For the record, every guy wore tennis shoes last Sunday. As one guy said, “At our age, a pair of tennis shoes lasts forever!”

Every guy wore his shirt, too.

No shirts-skins.

Like other years, T-shirts were made to commemorate the event.

2020 Terry Mackin

K-SHE-95 Real Rock radio blared from the stereo just as it did 41 years ago when it all began.

Sure, there were a few “call 911” jokes. But at day’s end there was only one minor injury reported — a twisted ankle. “Put a little tape on it and get back in there,” we told him. And we laughed. We laughed a lot last Sunday.

This year’s official tourney didn’t consist of real basketball games. We’re foolish but not crazy. We broke up the group into teams of three players and did some organized shooting. Free throws. Around-the-world. Shooting spots were marked on the pole barn floor with masking tape.

There was a lot of pressure in that pole barn. It’s not routine to shoot a basketball at age 57, period, when you shoot once a year. But there’s added pressure with all your oldest friends on the sidelines calling you every nickname you’ve been called over the past five decades.

I had one friend singing to me while I was shooting.

And all the old and new nicknames:


“Donny Most.”

“Red Klotz” of the old Washington Generals who always lost to the Harlem Globetrotters.

“Jody” from the old “Family Affair” TV show.

I made about half of my 10 shots. That was OK, considering I was laughing. I sat down. It was my turn to be Don Rickles in a lawn chair.

It had been many years since this old crew gathered to play basketball. Some of us get together every Sunday morning to play golf. But basketball? Knees hurt. Feet sore. Back aches. Shoulder pain. Great golf excuses.
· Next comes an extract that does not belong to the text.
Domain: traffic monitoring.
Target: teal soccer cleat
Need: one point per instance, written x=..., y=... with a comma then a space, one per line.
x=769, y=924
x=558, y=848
We had a remembrance of a few old friends who once played in the tourney but have passed on. Donny. Bronco. Wolf. It wasn’t a formal moment of silence. But it was a tribute and moment of reckoning. You never know, from year to year. Enjoy the day. Pass the Ben Gay.

Not much improves with age, but our ability to eat pork steaks, brats and burgers is championship level. We checked one another’s shirts afterward for the most barbecue stains.

I was in the Top 5.

We also played “bags” or “cornhole” or whatever you want to call throwing a small bean bag through a hole in a piece of wood. Our aims were about as good with a beanbag as with a basketball, but not as many air balls.

Of course, there were a few impromptu two-on-two basketball games for a friendly wager that never gets paid off. Very slow games — but intense. Clutch and grab. And jokes from the stands.

There were also a few games of “pig” and “horse.” I don’t remember a game of “pig” lasting close to an hour until last Sunday.

Funny thing about playing basketball in a pole barn. We couldn’t make a layup consistently. But a few of the guys were pretty good at trick shots. Off the rafter. Through the beams. Off the backboard. Nothing but net!

Once upon a day, when our legs were younger and our minds number, we didn’t know when to go home. At this time of our lives, as dusk began to settle, we collected our coolers, phones and loaded our cars and trucks and headed home. Most of us had to work Monday. Until next year.

No one said it aloud but instinctively we knew we should be home before the street lights came on.